Notice of Claim by Injured Party Timely, Despite Late Notice by Insured (NY)

Last week the United States Second Circuit Court of Appeals ruled that an injured party (or its homeowner’s carrier) that provided separate — and timely — notice of a claim under the tortfeasor’s liability policy may be entitled to coverage, despite the fact that the tortfeasor’s own notice to the liability carrier was untimely.

In Continental Ins. Co. v. Atlantic Cas. Ins. Co., a contractor caused a fire while working on a home. The contractor did not provide its liability carrier with notice of the claim until five months later, and the liability carrier disclaimed coverage. The homeowner’s carrier (which had paid out the fire-related losses to the homeowner), sent its own notice of claim to the contractor’s liability carrier after learning of the liability carrier’s existence. After the homeowner’s carrier obtained a default judgment against the contractor in an underlying action, the homeowner’s carrier sued the liability carrier for the judgment pursuant to New York Insurance Law Section 3420(a), which allows an injured party to sue an insurer after obtaining a judgment against an insured. The lower court dismissed the homeowner’s carrier’s claim and ruled that the contractor’s untimely notice of claim extinguished the homeowner’s carrier’s rights under the contractor’s liability policy.
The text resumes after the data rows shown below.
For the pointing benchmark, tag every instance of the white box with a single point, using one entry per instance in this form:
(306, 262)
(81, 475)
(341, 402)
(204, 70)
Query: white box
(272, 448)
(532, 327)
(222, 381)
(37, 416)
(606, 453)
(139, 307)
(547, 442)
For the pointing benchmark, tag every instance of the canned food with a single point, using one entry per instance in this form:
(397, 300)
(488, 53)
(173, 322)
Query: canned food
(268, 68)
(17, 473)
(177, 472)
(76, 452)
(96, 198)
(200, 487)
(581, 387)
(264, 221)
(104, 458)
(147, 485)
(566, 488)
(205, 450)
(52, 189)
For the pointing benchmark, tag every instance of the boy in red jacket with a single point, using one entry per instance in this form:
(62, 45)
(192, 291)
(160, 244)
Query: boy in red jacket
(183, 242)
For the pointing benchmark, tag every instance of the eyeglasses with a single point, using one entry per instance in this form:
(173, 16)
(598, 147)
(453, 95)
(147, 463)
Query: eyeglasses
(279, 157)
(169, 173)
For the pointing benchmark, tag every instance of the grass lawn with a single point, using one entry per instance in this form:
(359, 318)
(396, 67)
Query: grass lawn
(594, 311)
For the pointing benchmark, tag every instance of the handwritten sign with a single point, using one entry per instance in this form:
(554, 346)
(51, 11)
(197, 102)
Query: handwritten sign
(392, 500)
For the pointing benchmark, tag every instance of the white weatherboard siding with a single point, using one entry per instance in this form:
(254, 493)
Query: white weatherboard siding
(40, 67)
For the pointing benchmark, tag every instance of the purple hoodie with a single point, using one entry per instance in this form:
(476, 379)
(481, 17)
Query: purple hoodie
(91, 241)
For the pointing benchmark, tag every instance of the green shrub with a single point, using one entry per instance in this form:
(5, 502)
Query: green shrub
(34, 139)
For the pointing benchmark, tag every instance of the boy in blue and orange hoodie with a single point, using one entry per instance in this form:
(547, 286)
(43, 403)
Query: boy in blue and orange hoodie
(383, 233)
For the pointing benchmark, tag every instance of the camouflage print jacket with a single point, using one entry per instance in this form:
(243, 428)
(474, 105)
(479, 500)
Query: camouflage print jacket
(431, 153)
The Second Circuit reversed the lower court on the late notice grounds, although it upheld the dismissal on the grounds that the liability policy’s roofing limitation endorsement barred coverage. The Second Circuit held that the purpose of New York Insurance Law Section 3420(a) is to remedy the “common law inequity” under which an injured party possessed no cause of action against the insurer of the tort-feasor. Section 3420 therefore gives the injured party (or its carrier that stands in its shoes) the independent right to provide notice to the tortfeasor’s carrier as long as it pursues those rights with due diligence. Therefore, despite the fact that the contractor in Continental had provided late notice of the claim, the injured party (and its insurer) retained their rights under the liability policy when they provided notice to the liability carrier soon after learning of the policy’s existence.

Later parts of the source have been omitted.